Работяга потому и внизу, потому и эксплуатируется, что просто по уму не может занять место вверху. А хочет! И всегда хочет, даже если отказывается, потому что понимает, что все равно мозгов не хватит.
Жестковато я прикладываю работягам? Это игры прикладного психолога. Я хочу, чтобы ваше мышление почувствовало, что быть работягой уязвимо в мире, который мы создаем, и скрыло ту свою часть, которая привыкла затравливать «начальство» от лица работяг. В нашем мире придется сделать выбор — кем быть. Работягой или...
Могу со всей определенностью заявить, что «работяга», «пролетарий» — это психологический механизм, создаваемый нами ради психотерапевтических целей. Приглядитесь к тем, кого мы считаем типичными работягами. И вы увидите, что основное психологическое их отличие заключается в том, что у них есть право ненавидеть эксплуататоров. И ненависть народная вскипает, как волна...
Ненависть в те времена, когда рождались понятия «пролетарий», «эксплуататор» и «классовая борьба», считалась чувством полезным и прямо необходимым для управления пролетарскими массами. А как без ненависти разрушить то, что крепко и хорошо? Порыв ненависти — это как кровь, залившая глаза, как дурман или лихорадка. Последнее, пожалуй, точнее всего.
Состояние ненависти — это болезнь. Выздоровевший от нее человек в ужасе созерцает то, что натворил. Но это выздоровев.
А как выздоравливают от ненависти? Старики считали, что ненависть — своего рода яд, заполняющий наше сознание. И основной способ избавиться от нее — это выпустить из себя. Просто излить. И это подсознательно знают все люди. Вот только изливать ее можно наружу, а можно в другое сознание, перелить в другого человека. Почему?

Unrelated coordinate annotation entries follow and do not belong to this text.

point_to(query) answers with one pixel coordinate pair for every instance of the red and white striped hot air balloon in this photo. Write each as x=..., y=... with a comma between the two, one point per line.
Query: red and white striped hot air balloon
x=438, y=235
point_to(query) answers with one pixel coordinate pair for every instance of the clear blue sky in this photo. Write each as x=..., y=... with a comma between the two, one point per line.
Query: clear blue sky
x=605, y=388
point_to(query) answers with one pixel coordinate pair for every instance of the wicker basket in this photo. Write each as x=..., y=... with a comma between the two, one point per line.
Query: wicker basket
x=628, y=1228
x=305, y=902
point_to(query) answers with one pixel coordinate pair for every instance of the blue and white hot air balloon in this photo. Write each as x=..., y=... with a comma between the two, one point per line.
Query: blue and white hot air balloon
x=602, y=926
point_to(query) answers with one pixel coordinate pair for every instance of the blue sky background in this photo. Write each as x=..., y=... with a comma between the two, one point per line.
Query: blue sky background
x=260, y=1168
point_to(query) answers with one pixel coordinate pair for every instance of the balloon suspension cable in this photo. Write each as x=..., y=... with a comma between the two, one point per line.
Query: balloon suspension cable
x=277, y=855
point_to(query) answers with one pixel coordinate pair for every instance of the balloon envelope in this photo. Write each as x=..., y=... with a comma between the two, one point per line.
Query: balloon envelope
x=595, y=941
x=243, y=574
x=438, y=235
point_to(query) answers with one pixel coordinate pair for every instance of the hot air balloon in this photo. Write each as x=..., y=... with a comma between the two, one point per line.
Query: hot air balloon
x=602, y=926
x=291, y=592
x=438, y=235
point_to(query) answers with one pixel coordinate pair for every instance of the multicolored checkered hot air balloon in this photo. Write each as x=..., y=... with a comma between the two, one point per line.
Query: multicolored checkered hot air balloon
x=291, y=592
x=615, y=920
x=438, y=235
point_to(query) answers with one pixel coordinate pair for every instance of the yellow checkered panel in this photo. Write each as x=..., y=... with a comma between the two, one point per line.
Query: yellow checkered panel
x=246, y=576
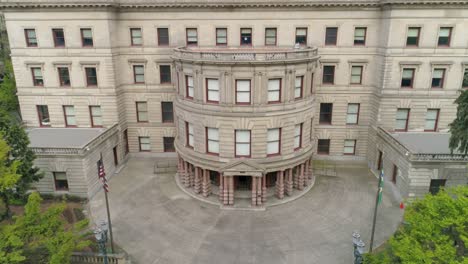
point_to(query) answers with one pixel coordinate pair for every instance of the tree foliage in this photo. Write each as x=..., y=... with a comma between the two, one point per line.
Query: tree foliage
x=459, y=126
x=45, y=232
x=435, y=230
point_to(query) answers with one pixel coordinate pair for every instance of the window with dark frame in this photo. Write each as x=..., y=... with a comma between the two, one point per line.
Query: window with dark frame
x=136, y=36
x=138, y=74
x=356, y=74
x=38, y=79
x=273, y=141
x=445, y=36
x=144, y=143
x=165, y=73
x=328, y=74
x=163, y=37
x=60, y=181
x=301, y=36
x=246, y=36
x=192, y=36
x=438, y=77
x=323, y=146
x=349, y=147
x=96, y=115
x=326, y=110
x=221, y=36
x=86, y=37
x=412, y=38
x=30, y=36
x=331, y=35
x=142, y=111
x=167, y=110
x=212, y=140
x=242, y=143
x=64, y=76
x=352, y=115
x=407, y=78
x=43, y=115
x=360, y=36
x=168, y=143
x=70, y=116
x=270, y=36
x=91, y=76
x=59, y=37
x=402, y=119
x=432, y=119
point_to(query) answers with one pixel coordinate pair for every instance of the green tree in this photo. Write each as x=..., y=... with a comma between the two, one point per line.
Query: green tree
x=435, y=230
x=459, y=126
x=8, y=175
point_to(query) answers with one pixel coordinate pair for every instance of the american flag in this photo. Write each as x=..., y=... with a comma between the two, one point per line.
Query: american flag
x=102, y=175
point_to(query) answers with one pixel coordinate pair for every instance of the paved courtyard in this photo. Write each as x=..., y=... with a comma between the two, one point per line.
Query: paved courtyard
x=156, y=222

А потому что наше сознание устроено как бы мешком или пузырем, который может хранить в себе память, знания, ненависть... Берешь свою ненависть и выплескиваешь на другого. Ты теперь успокоился, тебе полегчало, а он пусть ненавидит.
Вот это и есть психологическая суть классовой борьбы и политической пропаганды и агитации. Растравить ненависть и направить на какое-то из явлений сознания. Скажем, на государство. Ни одно явление сознания большого количества ненависти не выдерживает. Ненависть разъедает сознание. В итоге государство слабеет, и его можно или захватить, или заменить, скажем, заняв в нем правящие места своими людьми.
То же самое творится в более мелких проявлениях сознания, скажем, на предприятиях. Они все переполнены ненавистью. Зачем нужно растравливать в работниках ненависть к руководству? Как кажется, затем, чтобы улучшить свою жизнь. Но жизнь каждого в стране, как и на предприятии, улучшается, если улучшается и усиливается все, начиная с самого государства или предприятия. Вот тогда «нормальный оппортунист», — а крестьянин, чью науку мы сейчас изучаем, всегда оппортунист, ловец возможностей, — просит то, что ему надо, и получает.
И что получается, если просить или требовать тогда, когда возможности дать все равно нет? Ничего, кроме права возненавидеть.
Еще раз. Если возможности выделить тебе то, что ты хочешь, все равно нет, то зачем просить? Незачем? А тогда почему просят? Да не просят, а требуют, буквально так, что пусть предприятие погибнет, а мне дай? Неспроста?
Неспроста! Кому-то выгодно, чтобы предприятие начало гибнуть. И выгодно это тому, кто будит в тебе бездумного работягу и заставляет требовать. Ты требуешь, не получаешь и начинаешь ненавидеть тех, кто не дал. А это управление.
Управление от ненависти работников слабнет. И меняется! Не в лучшую сторону. А совсем. Как когда говорят: у нас сменилось руководство.
Вот и выгода. Кто-то сменит руководство, а ты останешься работягой.
И это еще один выбор!
Скажу так: на жизнеспособном предприятии могут быть только два вида работников — Управляющие и Художники. И далеко не всякий, кто работает руками, — работяга. Работяга — это не тот, кто работает, а тот, кто считает себя работягой, чтобы иметь право ненавидеть Управляющих!
Ремесленник, мастер своего дела — не рабочий и не пролетарий. Он художник, которому нравится творить. А в управление он не идет не потому, что не может, а потому, что творит образы, более для него значимые, чем те, что творятся в управлении. Но это мы затрагиваем вопрос о разнице между образами вещей, которые творит Художник, и образами действий, которые творит Управляющий. Об этом надо говорить отдельно.